You will get the following error message because access to the base table is managed by PrivaceraCloud access policies and general users are not allowed to access it:

User does not have USE SCHEMA on Schema `<catalog>.privacera_sales_schema_<date_timestamp>`

You will also notice another schema named privacera_sales_schema_<date_timestamp>_secure which has a sales_data view under it. From now on, you will be interacting with secure views under the privacera_sales_schema_<date_timestamp>_secure schema instead of accessing the tables under the original privacera_sales_schema_<date_timestamp> schema.

You can run a query against this view:

select count(*) from <your-catalog>.privacera_sales_schema_<date_timestamp>_secure.sales_data

You should be able to get the result as the PrivaceraCloud policy has been set so that you can SQL select access to this table. You can explore the data by running,

select * from <your-catalog>.privacera_sales_schema_<date_timestamp>_secure.sales_data

You will see that the table shows the sales (sales_amount column) generated by various sales team members (name column) in various sales territories (country, region, city columns).

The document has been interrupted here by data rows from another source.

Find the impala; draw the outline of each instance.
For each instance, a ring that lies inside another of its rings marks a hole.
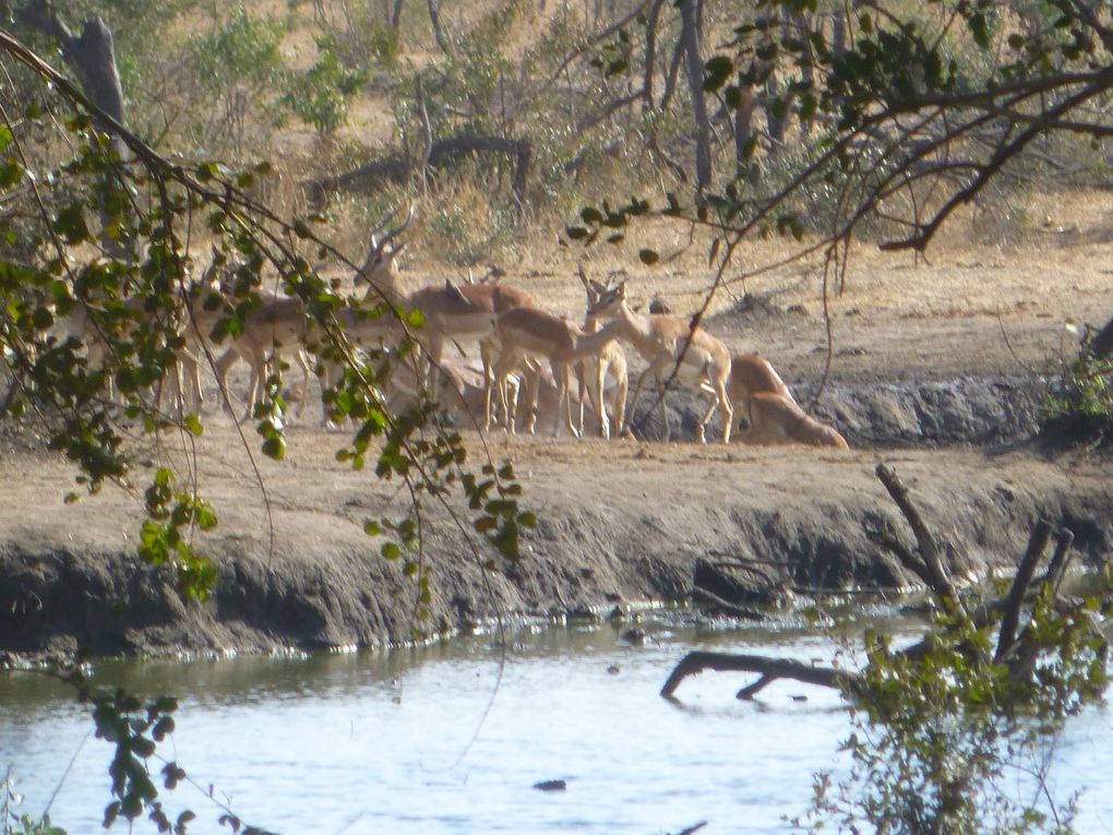
[[[626,282],[615,287],[604,287],[592,282],[599,301],[590,314],[611,320],[611,324],[600,334],[615,335],[633,345],[642,358],[649,363],[634,384],[631,409],[637,406],[642,386],[652,375],[657,381],[661,414],[664,421],[664,436],[669,439],[669,414],[664,407],[664,379],[676,372],[681,383],[710,394],[713,400],[699,422],[699,441],[707,442],[707,424],[716,409],[722,411],[722,441],[730,441],[733,407],[727,394],[730,377],[730,352],[719,340],[701,327],[692,327],[678,316],[666,314],[643,315],[630,310],[627,304]]]
[[[758,354],[736,354],[730,362],[730,400],[749,420],[738,440],[752,444],[805,443],[847,450],[846,439],[811,418],[769,361]]]
[[[599,316],[592,313],[592,308],[599,304],[601,285],[592,286],[584,275],[583,267],[580,267],[580,282],[588,294],[588,315],[583,322],[584,333],[598,333],[600,330]],[[604,397],[607,389],[607,377],[614,379],[615,402],[610,415],[607,413],[607,400]],[[580,380],[580,432],[583,432],[583,389],[587,385],[588,394],[591,397],[592,406],[599,415],[599,432],[603,438],[619,438],[624,429],[623,418],[626,416],[627,393],[630,380],[627,375],[626,353],[618,340],[607,343],[595,357],[595,362],[583,363],[583,376]]]
[[[498,314],[493,307],[485,308],[473,303],[463,289],[447,283],[442,287],[430,286],[421,287],[413,293],[405,292],[397,267],[397,256],[405,244],[396,245],[394,239],[412,219],[411,208],[410,216],[401,228],[386,235],[382,242],[376,242],[372,235],[371,252],[356,275],[356,282],[367,284],[368,298],[377,295],[403,313],[411,311],[422,313],[425,321],[414,334],[414,338],[427,354],[430,364],[425,372],[425,384],[430,396],[436,400],[440,375],[435,374],[433,369],[444,358],[445,343],[482,343],[484,340],[490,340],[494,335]],[[489,370],[485,369],[484,377],[489,374]]]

We can come up with various access scenarios for this table such as disallowing access to this table if you are not a sales team member, or hide the name of the sales person if you are an analyst interested in computing statistics based on the sales_amount, or de-identify the city column to prevent sales team members from competing on the same territory or to restrict access to rows belonging to the same country as your location for compliance.

If you have selected hive_metastore as your catalog to connect to Privacera, you can still follow the tutorial, but to see the effects of the Privacera policies you need to have a user in Databricks Workspace who does not have administrator privileges. With hive_metastore, an administrator has access to all tables and so the policies do not take effect.